Shiro Games is a video game development company based in Bordeaux, France. The company was founded in 2012 by Sebastien Vidal and Nicolas Cannasse, and developed the Evoland series and Dune: Spice Wars.

== History ==
In 2013 Shiro Games announced that they would be developing a game titled Until Dark, which they described as a "cooperative exploration game" in a vast and mysterious world. In 2014 Shiro Games announced through the game's official website that they had stalled development due to their lack of satisfaction with the game's current design and that they would try to revisit the game as time allowed. Shiro started third-party publishing label Shiro Unlimited in 2023. It received funding from Cathay Capital in October 2022.
== Games ==

=== Evoland ===

Evoland was initially conceived as a game for the 24th Ludum Dare in 2012. As the theme for that year's competition was "evolution", Vidal and Cannasse chose to have game play change as the player progresses, to reflect on the evolution and history of video game RPGs. As a result, the game was chosen as the winner for the 24th Ludum Dare.

The following year an expanded version of Evoland was released for the PC via Steam, which added a longer player time and new bosses. On Metacritic Evoland holds a rating of 61 based on reviews from 27 critics, which indicates "mixed or average reviews". Destructoid gave the game a rating of 7.5 out of 10, writing "A solid game that definitely has an audience. Might lack replay value, could be too short or there are some hard-to-ignore faults, but the experience is fun."

=== Evoland 2 ===

In 2014 Shiro Games announced that they were working on a sequel to Evoland entitled Evoland 2: A Slight Case of Spacetime Continuum Disorder. The game would follow the same game play and format as the first game while introducing a more complex history, new forms of gameplay, and less linearity than its predecessor. The game was released on 25 August 2015.

=== Northgard ===

Inspired by Nordic mythology, Northgard is a real-time strategy game where a Viking clan tries to take control over a wild continent. The game was first released on PC on 7 March 2018. Console versions followed with releases on the Xbox One on 24 September 2019, Nintendo Switch on 26 September 2019, and PlayStation 4 on 3 October 2019. Mobile versions were released for iOS devices on 13 April 2021, and Android devices on 23 August 2021.

=== Darksburg ===
In 2018 at Gamescom, Shiro Games announced the development of Darksburg, a cooperative survival game in a fantasy medieval setting. The early access version was released in February 2020.

=== Wartales ===

Wartales is a medieval open world role-playing game with turn-based combat in which the player leads a group of mercenaries.
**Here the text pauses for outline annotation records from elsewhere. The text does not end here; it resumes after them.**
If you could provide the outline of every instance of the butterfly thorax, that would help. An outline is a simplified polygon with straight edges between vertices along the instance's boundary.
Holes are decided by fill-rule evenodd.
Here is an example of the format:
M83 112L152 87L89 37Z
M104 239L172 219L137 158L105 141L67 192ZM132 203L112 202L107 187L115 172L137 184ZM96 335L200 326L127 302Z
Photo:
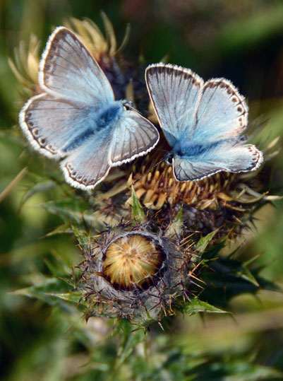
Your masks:
M96 131L109 127L121 117L124 111L123 101L115 100L100 108L93 115L96 124Z
M193 160L197 158L205 158L215 149L224 148L225 146L231 147L246 140L246 136L233 136L229 139L219 139L215 141L177 141L172 148L173 156L180 158Z

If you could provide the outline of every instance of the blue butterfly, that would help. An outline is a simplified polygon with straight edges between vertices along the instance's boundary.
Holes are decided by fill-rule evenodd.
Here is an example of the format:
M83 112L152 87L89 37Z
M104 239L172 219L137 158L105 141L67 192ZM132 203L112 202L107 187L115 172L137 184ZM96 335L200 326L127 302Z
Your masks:
M50 36L40 64L44 91L20 112L32 145L59 159L73 187L94 188L112 167L145 155L157 143L157 129L115 100L105 74L79 38L64 27Z
M172 150L179 181L199 180L221 171L249 172L263 161L241 135L248 124L248 107L232 83L203 78L188 69L150 65L147 89L160 126Z

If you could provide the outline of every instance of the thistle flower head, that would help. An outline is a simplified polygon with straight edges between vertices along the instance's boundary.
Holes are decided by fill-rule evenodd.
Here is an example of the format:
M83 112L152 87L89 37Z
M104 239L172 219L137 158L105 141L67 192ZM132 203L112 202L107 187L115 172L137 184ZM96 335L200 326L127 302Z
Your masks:
M171 305L186 295L190 283L187 247L180 250L161 233L143 225L120 225L95 241L81 265L88 317L102 314L145 324L174 313Z

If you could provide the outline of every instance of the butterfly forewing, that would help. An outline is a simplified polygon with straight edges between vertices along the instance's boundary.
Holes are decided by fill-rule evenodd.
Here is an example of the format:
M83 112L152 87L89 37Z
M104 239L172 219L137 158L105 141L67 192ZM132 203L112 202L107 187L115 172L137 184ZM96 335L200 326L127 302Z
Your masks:
M149 66L145 79L160 125L174 146L193 131L203 81L188 69L164 64Z
M44 93L30 98L20 124L32 145L54 158L74 187L92 189L110 168L145 155L159 134L138 112L114 100L102 70L76 35L57 28L40 64Z
M231 82L217 78L204 83L189 69L164 64L150 65L145 78L172 148L178 180L259 168L263 153L254 146L242 145L248 107Z
M223 146L210 152L205 158L182 159L176 158L174 172L179 181L199 180L221 171L249 172L258 168L263 155L253 144Z
M71 30L57 28L50 36L40 65L40 85L56 96L99 110L114 100L105 74L87 47Z
M198 107L193 139L208 141L241 134L248 124L248 106L237 89L224 78L205 82Z
M26 103L20 113L20 123L36 149L59 158L65 154L64 147L87 129L88 114L84 104L44 93Z

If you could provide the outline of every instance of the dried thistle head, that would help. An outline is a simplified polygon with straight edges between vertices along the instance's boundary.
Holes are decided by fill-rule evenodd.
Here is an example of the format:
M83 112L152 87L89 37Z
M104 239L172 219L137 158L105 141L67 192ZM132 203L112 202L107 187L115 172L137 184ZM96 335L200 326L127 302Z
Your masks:
M194 267L188 246L145 225L120 224L95 238L82 264L87 318L103 315L146 324L174 314Z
It was initially announced at E3 2021 and appeared in its PC Gaming Show event. It was released for early access on 1 December 2021, and was released on 12 April 2023. The game was previously available only for Microsoft Windows; however a version for Nintendo Switch released on 14 September 2023 and a version for Xbox Series X/S released on 31 October 2023. By February 2022 (two months after the game's early access release), Wartales sold 100,000 units.

=== Dune: Spice Wars ===

In late 2021, shortly after the release of Denis Villeneuve's Dune movie adaptation, Shiro Games announced that they had been working on a real-time 4X strategy game based on the Dune universe. The game, developed by Shiro Games and published by Funcom, released for early access on the Steam platform on 26 April 2022 and had its full release on 14 September 2023.